La doctrina social católica dice que el objetivo final que buscamos es un auténtico desarrollo humano.  Vemos personas que buscan el progreso, tratando de hacer más, saber más y ser más.  Cuando hacemos un claro acto de entrega y colaboración en la búsqueda de lograr alcanzar el desarrollo humano para todos, hay un contexto real para la esperanza.

Cuando el desarrollo se alcanza a expensas de los demás, este no es el desarrollo humano que buscamos.  En el desarrollo integral, aspiramos y nos esforzamos por “el bien del hombre, cada hombre, cada agrupación de hombres, hasta la humanidad entera.”2  Si otros siguen sufriendo la pobreza, el hambre, la enfermedad, la injusticia, no podemos hablar de un auténtico desarrollo humano.
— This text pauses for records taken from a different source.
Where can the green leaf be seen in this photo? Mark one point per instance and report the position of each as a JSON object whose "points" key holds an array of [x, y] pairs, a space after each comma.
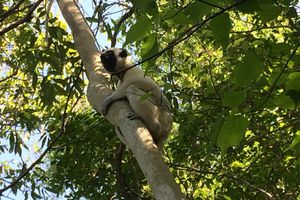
{"points": [[149, 42], [295, 143], [234, 98], [293, 82], [232, 132], [285, 102], [197, 10], [249, 6], [175, 17], [221, 26], [248, 70], [146, 6], [145, 96], [269, 10], [92, 19], [139, 30]]}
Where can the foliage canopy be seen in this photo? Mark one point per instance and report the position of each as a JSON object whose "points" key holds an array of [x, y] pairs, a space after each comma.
{"points": [[231, 70]]}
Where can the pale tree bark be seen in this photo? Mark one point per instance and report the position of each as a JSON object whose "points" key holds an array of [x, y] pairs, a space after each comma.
{"points": [[135, 135]]}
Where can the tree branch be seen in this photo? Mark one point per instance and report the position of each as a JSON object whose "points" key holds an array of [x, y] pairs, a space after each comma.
{"points": [[134, 133], [117, 28], [62, 131], [27, 18], [11, 10]]}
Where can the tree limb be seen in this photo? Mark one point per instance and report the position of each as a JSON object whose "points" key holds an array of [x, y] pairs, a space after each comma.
{"points": [[23, 20], [135, 134]]}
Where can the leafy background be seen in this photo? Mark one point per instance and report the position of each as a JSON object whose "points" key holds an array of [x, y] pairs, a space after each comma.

El mundo que vemos hoy es un mundo de sufrimiento y de desarrollo desigual.  Donde hay situaciones de subdesarrollo, Populorum Progressio dice que la falta de este desarrollo se debe a la persona humana, a la falta de solidaridad y la falta de actuar de manera que se promueva el bien común.

La Congregación General 35 reconoce la importante labor de la justicia estructural.  Si bien ha habido algunos logros en el alivio de la pobreza y algunos han dejado atrás el umbral que la marca, la brecha entre ricos y pobres en los países y entre las naciones sigue siendo significativo.  La globalización, vista desde los ojos de los que viven en la marginalidad, parece ser una fuerza que excluye y explota, más que incluye y levanta a los a pobres.3

Referencias:

1. Sanar un Mundo Herido, Promotio Iustitiae no 106, Septiembre 2011
2. Populorum Progressio (14). Carta encíclica de papa Pablo VI promulgada el 26 de marzo de 1967
3. Congregación General 35 de la Compañía de Jesús, Decreto 3, no. 25

Este texto es un extracto de la presentación de “Compromiso con Sanar un Mundo Herido” el pasado 16 de julio 2013 durante el “Foro Mundial: Sostenibilidad y Prácticas de Negocio” en la Escuela de Negocios John Cook, Universidad de Saint Louis, en Missouri, EE.UU.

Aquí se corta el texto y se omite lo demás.